El avezado marino, polimata, pionero en el estudio de la aplicación de la electricidad, trató de dinamizar España y contribuir a reforzar su debilitada posición colonial de ultramar con la fuerza del entusiasmo de su inventiva. El brillo de su genio nos regaló el prometeico fulgor de la oportunidad que sólo la rara combinatoria de inteligencia y lealtad puede llegar a alumbrar un país. Y que quedó extinguido dentro de un asfixiante laberinto político e institucional que saboteó no sólo al genio sino, también con él, toda opción de modernidad y cambio que pudiese suponer una opción al conjunto de la nación de afrontar la convulsa decepción e incertidumbre que todo fin de era conlleva, de un modo menos precario.

Su submarino eléctrico, plenamente concebido y desarrollado por él, pretendió ser un revulsivo frente a la tendencia depresiva a la que irremisiblemente nos abocaba nuestro secular retraso tecnológico y debilidad económica, en el contexto de una escena geopolítica que pintaba bastos para España. El intento de reanimar las esperanzas de una sociedad introduciendo un nuevo paradigma. Un punto de inflexión.

“Y ha quedado demostrado que, no nato aún, había tenido que recorrer una dolorosa calle de amargura para llegar ya, casi agonizante, a la linde de un calvario”. Dolido. Vapuleado, el eximio cartaginés da testimonio de la suerte que corrió la travesía de su amado proyecto desde sus primeros pasos. El tupido entramado de intrigas políticas e intereses creados lastra su avance hasta finalmente detener el empuje del interés que logró suscitar. Carpetazo y punto final.

Perplejo y hundido los pocos años que le restaron, alejado ya del servicio al que vocacionalmente entregó su vida, sondeó la profundidad del abismo de su exhausta mente. El ahora industrial buscaba la razón del aferramiento de un pueblo a la acomodaticia idea que Unamuno formulase años más tarde bajo el conciso “¡que inventen ellos!”, mientras proyectaba extender fábricas de acumuladores eléctricos por todo el territorio nacional, y con ellas un hálito de modernidad que jamás fue bien acogido.

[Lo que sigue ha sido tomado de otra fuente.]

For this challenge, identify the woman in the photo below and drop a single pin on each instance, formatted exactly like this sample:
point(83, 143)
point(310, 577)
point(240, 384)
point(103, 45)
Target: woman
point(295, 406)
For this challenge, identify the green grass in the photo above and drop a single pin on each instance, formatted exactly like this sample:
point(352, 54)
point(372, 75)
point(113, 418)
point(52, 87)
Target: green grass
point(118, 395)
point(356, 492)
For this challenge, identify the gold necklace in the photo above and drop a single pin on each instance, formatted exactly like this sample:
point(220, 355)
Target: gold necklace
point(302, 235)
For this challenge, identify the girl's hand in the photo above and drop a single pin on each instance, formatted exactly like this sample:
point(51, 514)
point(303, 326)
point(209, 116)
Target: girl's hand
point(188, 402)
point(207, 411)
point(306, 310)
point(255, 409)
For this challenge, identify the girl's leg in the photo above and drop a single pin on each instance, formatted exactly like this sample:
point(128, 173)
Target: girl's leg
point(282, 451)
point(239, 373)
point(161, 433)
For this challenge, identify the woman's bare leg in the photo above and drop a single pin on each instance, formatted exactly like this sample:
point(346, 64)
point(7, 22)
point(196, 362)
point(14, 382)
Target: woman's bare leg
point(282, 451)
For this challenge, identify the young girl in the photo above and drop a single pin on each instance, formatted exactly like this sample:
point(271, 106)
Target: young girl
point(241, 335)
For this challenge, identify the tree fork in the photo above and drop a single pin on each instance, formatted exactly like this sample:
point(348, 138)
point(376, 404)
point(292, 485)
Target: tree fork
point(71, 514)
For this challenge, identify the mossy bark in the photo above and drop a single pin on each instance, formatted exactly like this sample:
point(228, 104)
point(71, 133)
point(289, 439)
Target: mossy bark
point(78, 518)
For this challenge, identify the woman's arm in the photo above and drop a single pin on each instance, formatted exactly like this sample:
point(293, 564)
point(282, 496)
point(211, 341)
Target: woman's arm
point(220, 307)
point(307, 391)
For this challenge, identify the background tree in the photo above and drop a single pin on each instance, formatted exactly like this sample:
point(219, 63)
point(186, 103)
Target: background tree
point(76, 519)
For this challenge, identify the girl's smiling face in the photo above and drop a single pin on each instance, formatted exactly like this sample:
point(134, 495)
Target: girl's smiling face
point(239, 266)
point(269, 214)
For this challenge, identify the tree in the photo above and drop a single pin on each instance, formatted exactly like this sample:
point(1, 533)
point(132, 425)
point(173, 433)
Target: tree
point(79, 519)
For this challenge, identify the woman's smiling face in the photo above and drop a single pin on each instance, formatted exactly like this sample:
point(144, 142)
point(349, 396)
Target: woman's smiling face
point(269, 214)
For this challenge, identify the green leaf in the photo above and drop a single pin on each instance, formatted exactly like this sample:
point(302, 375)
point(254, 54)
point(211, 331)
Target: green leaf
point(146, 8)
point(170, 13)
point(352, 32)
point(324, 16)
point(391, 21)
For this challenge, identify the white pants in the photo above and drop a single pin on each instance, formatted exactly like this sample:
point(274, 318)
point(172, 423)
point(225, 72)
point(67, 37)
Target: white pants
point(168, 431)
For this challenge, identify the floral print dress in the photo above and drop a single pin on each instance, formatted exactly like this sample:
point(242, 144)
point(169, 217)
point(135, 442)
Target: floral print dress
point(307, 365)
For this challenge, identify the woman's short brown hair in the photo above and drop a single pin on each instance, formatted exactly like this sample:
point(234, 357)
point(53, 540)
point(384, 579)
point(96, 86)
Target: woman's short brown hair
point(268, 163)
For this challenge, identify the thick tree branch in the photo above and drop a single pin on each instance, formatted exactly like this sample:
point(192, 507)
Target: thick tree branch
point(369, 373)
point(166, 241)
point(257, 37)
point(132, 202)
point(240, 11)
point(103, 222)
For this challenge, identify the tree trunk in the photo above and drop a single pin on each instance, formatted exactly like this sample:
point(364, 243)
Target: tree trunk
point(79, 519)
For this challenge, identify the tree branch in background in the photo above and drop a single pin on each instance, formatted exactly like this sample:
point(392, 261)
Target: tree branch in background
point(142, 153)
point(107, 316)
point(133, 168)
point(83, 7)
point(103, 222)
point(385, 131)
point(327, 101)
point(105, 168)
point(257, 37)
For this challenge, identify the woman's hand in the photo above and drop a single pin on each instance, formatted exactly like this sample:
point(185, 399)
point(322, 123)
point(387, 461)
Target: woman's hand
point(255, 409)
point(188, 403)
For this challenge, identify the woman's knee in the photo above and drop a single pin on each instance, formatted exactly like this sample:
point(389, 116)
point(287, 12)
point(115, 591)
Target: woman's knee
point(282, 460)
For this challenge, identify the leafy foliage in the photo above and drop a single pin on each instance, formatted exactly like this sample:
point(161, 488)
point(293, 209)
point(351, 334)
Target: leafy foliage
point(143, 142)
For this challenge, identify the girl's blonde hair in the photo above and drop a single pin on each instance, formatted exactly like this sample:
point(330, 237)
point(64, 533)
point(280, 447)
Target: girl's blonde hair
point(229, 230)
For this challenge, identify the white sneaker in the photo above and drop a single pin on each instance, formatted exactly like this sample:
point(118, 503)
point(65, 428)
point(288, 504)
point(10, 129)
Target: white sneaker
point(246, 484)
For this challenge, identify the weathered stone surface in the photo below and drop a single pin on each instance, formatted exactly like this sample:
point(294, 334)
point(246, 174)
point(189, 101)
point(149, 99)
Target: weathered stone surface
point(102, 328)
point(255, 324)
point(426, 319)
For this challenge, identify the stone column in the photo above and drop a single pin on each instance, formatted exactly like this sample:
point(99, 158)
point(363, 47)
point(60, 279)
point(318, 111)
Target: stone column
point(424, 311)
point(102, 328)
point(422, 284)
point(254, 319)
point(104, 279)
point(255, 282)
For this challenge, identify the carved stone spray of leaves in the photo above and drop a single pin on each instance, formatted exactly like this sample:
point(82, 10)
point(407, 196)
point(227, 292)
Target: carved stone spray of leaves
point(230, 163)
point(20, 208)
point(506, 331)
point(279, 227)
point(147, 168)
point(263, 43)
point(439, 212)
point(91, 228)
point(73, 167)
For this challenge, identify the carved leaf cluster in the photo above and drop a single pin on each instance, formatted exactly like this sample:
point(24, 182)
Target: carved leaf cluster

Seguramente, tal razón la habría fácilmente encontrado bajo las ultrajantes capas de herrumbre, óxido, mierda y desidia, que enterraron a su vacío y expoliado prototipo “Peral”. Fruto de su generosa inteligencia -absoluto motivo de orgullo para cualquier nación sana- y que no supimos -ni fuimos enseñados- sino a despreciar con nuestra indiferencia. Demostrando en la actitud inculcada y asumida de nuestra sociedad una imbatible capacidad para humillar e ignorar todo lo mejor que de ella surja. Condenando a los más grandes de los nuestros a penar en el Tártaro de la ingratitud y el olvido, en lugar de encumbrarles al Elíseo de nuestro reconocimiento compartido, mientras nos sumíamos en una paralizante mezquindad decimonónica de la que conservamos mucho más de lo que querríamos reconocer. Porque el tiempo sólo pasa si registra algún cambio.

Los fundamentos que constituyen los criterios de valoración pública de las acciones individuales orientan su conducta. Aquellos que no valoren las iniciativas de los sujetos que apuesten por contribuir a la mejora de lo común poniendo a su servicio su excelencia sólo contribuyen al fomento de la mezquindad moral de una sociedad y a su envilecimiento institucional, obrando sólo en contra de sus intereses reales. Frente a tal anquilosamiento paralizante de una sociedad sólo resta la pugna por el cambio real de las mentes. La mayor de las convulsiones. La que significa crecer. Madurar. Hacer que el tiempo importe. La revolución más radical a la que debe hacerse frente. ¡Viva Zapata!